Many of the questions were broad and involve disclosure of competitively sensitive information, including programming contracts between the MSOs and Fox News Channel, Cable News Network, TV One and eight other networks.
"We will work to respond expeditiously to the FCC so the commission will be fully informed about the benefits of these transactions, including the widespread deployment of competitive services, and it can complete its review in a timely manner," Comcast spokesman Tim Fitzpatrick said.
The FCC's informal 180-day merger-review period expired last week. The MSOs have said they expect the deal to close before July 2006. The Federal Trade Commission is reviewing the deal for antitrust problems.
Some have argued that the $17.6 billion Adelphia deal will leave Comcast and Time Warner with excessive power over new and established programmers and the ability to punish Internet-based voice and video providers that represent competitive threats.
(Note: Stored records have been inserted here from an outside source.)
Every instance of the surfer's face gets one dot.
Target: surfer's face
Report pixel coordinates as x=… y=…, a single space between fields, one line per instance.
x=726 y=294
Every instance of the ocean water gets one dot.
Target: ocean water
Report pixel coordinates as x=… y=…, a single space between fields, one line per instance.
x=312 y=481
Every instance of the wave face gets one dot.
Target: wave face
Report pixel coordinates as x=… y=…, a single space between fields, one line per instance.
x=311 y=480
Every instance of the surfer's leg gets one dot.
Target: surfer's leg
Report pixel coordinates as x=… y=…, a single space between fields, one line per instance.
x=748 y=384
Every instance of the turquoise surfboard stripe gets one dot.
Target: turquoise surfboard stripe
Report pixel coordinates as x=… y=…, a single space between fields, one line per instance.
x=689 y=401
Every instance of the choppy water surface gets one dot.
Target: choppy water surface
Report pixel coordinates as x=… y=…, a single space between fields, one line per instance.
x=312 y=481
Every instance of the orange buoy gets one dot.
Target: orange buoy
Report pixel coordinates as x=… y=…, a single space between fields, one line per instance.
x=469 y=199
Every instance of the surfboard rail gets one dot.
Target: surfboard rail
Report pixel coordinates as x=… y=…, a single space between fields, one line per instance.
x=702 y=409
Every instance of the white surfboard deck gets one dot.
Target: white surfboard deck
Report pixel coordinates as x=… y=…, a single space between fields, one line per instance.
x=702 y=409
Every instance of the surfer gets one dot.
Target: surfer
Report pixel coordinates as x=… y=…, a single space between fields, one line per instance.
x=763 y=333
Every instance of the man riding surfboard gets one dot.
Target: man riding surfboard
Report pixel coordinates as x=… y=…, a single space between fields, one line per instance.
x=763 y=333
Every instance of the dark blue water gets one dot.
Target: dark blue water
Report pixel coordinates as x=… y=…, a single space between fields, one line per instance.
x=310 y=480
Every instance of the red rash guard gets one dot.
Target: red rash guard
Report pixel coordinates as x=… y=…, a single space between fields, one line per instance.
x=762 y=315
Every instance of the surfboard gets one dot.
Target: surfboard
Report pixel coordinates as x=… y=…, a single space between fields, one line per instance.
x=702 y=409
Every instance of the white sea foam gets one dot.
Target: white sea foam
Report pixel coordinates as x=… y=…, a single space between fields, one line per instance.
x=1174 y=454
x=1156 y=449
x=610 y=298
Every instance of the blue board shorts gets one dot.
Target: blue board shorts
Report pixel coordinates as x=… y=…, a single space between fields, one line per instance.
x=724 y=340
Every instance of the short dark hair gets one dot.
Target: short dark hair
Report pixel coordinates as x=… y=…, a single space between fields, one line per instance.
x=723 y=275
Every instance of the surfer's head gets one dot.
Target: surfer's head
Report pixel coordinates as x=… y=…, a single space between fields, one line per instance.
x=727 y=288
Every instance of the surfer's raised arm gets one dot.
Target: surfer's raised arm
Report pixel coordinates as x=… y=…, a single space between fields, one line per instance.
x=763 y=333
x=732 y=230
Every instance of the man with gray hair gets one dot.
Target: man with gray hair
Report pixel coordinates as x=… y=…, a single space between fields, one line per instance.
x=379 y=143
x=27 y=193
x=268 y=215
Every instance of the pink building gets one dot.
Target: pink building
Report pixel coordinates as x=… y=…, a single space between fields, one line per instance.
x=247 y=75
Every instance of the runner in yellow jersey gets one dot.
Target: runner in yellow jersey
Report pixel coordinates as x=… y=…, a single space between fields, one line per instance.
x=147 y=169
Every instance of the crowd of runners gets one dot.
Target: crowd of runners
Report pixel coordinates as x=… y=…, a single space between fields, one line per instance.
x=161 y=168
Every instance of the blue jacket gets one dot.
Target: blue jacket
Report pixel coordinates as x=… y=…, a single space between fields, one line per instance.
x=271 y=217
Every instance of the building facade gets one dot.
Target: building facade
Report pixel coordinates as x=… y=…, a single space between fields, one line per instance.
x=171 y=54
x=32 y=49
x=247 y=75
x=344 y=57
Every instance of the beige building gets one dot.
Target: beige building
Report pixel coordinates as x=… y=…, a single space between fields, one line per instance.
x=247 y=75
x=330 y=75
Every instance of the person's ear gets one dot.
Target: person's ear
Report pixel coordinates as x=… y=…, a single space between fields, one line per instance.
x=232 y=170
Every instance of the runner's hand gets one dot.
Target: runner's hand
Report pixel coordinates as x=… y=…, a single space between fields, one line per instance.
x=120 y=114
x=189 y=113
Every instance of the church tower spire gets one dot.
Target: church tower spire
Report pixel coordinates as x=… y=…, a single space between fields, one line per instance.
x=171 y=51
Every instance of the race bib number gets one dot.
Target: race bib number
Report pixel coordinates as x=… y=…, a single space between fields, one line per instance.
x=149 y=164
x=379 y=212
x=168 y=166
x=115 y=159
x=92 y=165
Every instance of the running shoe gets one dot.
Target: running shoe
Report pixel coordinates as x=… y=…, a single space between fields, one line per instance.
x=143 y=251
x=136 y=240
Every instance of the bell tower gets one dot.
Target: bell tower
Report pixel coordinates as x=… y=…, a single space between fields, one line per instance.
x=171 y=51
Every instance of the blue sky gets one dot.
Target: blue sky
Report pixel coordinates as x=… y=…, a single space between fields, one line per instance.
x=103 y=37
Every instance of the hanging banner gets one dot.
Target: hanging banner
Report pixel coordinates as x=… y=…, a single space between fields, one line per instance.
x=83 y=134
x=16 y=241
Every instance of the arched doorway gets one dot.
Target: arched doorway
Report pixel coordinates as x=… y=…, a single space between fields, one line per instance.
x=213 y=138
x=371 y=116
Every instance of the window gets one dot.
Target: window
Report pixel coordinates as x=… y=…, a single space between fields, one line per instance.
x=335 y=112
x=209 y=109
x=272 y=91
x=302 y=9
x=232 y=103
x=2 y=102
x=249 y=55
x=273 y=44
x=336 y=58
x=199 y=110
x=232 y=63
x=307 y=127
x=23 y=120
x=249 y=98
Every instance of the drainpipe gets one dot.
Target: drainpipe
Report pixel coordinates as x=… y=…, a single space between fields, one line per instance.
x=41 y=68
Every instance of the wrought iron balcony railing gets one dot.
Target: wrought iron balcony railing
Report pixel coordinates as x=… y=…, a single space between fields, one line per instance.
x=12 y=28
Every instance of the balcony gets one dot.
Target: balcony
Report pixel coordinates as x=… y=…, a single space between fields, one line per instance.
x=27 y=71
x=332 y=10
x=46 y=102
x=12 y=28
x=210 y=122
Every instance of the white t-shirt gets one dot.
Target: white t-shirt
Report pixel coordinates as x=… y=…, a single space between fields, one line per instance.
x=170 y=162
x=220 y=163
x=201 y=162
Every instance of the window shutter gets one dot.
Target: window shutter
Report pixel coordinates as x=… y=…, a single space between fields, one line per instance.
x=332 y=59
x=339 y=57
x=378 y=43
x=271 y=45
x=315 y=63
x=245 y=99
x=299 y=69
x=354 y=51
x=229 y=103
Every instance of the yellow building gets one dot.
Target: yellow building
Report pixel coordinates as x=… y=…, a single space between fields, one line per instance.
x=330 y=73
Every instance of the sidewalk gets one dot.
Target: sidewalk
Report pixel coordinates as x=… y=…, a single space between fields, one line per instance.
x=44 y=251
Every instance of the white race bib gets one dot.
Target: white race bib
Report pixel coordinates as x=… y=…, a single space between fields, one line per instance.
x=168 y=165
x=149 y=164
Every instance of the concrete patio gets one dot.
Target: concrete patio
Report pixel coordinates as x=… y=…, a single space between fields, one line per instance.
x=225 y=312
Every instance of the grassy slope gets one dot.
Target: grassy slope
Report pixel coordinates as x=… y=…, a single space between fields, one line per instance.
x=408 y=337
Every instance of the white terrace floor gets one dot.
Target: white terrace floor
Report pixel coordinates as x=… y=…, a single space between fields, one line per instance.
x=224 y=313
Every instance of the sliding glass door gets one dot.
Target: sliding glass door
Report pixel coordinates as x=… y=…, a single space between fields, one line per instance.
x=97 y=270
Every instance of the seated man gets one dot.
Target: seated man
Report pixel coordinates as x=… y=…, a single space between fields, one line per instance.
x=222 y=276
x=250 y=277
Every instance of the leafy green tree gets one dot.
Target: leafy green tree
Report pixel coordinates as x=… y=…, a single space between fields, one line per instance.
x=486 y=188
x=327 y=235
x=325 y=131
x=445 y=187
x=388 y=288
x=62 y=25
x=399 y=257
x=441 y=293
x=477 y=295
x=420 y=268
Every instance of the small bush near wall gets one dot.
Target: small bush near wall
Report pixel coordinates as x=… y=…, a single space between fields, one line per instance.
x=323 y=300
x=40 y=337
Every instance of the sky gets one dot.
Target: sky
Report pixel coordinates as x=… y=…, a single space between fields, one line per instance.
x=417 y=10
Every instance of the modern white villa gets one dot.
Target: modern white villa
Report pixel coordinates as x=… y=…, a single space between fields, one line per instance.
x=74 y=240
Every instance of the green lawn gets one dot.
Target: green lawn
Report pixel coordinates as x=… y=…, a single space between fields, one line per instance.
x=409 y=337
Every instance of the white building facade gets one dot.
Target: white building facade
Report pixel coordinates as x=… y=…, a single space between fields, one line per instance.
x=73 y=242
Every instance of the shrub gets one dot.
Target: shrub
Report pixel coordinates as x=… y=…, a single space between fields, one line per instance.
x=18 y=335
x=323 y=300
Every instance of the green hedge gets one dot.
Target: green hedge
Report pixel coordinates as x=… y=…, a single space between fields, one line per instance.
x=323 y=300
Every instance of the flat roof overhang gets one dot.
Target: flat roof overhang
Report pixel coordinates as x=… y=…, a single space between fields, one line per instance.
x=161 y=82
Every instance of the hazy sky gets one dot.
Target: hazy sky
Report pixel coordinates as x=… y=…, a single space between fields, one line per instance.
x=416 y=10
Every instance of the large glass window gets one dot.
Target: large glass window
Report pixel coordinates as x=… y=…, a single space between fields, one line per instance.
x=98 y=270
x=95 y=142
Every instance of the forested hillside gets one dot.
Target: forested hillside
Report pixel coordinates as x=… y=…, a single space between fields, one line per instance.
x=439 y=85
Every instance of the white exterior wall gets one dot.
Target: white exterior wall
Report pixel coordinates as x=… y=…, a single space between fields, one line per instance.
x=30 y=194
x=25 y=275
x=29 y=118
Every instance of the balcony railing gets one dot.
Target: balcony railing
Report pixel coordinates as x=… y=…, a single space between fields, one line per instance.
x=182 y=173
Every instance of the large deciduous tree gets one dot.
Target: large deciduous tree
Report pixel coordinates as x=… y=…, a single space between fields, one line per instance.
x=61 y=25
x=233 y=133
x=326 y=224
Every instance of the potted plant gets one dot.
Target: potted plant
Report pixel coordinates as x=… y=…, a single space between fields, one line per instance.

In that regard, the FCC asked if programming distribution over national fiber networks could allow Comcast and Time Warner to evade rules that ensure that satellite-TV companies have access to program networks owned by cable companies.
One of the most vocal opponents of the merger, a start-up programmer called The America Channel, has complained that without a carriage deal with Comcast, it won't be able to gain a toehold in the market.
The FCC asked Comcast and Time Warner to explain why they have reached carriage deals with affiliated networks but provide unaffiliated channels like TAC with so-called hunting licenses, which permit networks to seek distribution from regional and local managers.
"There is no question that the acquiring parties employ disparate standards with respect to carriage decisions of affiliated and independent channels. We plan to continue to shed light on this market dysfunction, which plays out to the detriment of consumers and the industry," TAC CEO Doron Gorshein said.